Reputation: 71
I have a PasswordBox
<PasswordBox
MaxLength="12"
PlaceholderText="Password"
Foreground="Black"
Background="#eeeeee"/>
And I want to change the PlaceholderForeground
color like I would on a regular TextBox
but there is no property like that and after searching through the internet I found no solution that A worked for me B I understood, all the xaml code was too lengthy with style and resources of 50 lines all for such a simple property change I don't know why WPF has to be so overly complicated for no reason
Can anybody sugguest a solution that is possibly not 50 lines of xaml code that simply changes the foreground color of the placeholder text in the PasswordBox.
Upvotes: 0
Views: 338
Reputation: 849
You can't change the placeholder color without creating something custom.
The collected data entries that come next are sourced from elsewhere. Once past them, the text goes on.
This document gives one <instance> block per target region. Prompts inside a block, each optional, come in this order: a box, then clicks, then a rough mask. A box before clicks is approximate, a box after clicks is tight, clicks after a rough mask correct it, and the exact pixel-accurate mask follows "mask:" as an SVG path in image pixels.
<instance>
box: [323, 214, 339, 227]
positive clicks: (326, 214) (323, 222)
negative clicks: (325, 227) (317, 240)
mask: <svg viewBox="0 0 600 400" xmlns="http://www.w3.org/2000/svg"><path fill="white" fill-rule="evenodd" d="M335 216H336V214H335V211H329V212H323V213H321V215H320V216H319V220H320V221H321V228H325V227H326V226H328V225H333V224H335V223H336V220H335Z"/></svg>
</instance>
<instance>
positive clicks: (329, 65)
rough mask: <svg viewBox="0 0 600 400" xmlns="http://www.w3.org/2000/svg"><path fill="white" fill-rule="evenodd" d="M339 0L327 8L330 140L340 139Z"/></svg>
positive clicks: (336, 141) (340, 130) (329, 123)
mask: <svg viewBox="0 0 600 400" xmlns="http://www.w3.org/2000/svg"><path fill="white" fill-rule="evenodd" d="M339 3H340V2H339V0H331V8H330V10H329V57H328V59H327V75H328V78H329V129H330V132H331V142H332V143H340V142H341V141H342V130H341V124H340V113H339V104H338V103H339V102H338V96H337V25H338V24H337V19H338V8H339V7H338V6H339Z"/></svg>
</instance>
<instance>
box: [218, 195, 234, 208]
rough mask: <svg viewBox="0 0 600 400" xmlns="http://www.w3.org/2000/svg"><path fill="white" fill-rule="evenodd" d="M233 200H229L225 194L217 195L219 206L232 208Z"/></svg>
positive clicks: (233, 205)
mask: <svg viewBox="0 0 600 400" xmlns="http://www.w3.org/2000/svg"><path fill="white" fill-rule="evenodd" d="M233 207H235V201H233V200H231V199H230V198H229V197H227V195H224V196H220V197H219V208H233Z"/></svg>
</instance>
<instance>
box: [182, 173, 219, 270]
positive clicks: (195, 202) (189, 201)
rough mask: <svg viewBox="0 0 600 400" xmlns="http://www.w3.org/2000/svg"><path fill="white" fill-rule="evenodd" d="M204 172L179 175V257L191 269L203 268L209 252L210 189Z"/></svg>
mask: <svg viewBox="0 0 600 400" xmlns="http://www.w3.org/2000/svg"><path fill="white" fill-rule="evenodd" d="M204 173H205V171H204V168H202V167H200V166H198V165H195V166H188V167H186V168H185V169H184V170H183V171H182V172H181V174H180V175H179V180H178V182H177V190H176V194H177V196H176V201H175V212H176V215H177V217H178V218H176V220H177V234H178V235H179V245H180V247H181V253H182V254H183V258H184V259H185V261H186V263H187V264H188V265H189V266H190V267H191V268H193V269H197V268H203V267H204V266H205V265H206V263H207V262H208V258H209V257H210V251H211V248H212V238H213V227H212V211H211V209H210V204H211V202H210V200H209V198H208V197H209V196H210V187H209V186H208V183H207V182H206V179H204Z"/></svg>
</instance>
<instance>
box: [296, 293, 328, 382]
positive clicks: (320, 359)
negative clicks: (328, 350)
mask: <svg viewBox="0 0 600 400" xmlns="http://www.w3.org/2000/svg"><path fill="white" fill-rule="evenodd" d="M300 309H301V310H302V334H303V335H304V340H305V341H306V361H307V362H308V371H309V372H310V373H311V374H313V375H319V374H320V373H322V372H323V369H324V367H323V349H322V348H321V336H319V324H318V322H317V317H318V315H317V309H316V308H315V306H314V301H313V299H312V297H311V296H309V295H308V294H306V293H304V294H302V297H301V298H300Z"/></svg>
But there are workarounds without huge snippets of XAML markup.
The easiest way that came to my mind is creating a custom control that derives from PasswordBox
. You'll only have to override OnRender
:
Call base.OnRender
Check that there's no text in the password box, and it isn't focused
Create a FormattedText
object, maybe like this:
var placeholder = new FormattedText(
PlaceholderText,
CultureInfo.CurrentCulture,
FlowDirection.LeftToRight,
new Typeface(FontFamily, FontStyle, FontWeight, FontStretch),
FontSize,
new SolidColorBrush(Color.Blue), // Or whatever you want
VisualTreeHelper.GetDpi(this).PixelsPerDip);
drawingContext.DrawText(placeholder, new Point(Padding.Left, Padding.Top));
If you don't want any extra code, the only way I know is using third-party libraries, e.g. MahApps.Metro.
You can also create a custom behavior for the built-in PasswordBox
, though it's not much simpler than a custom control.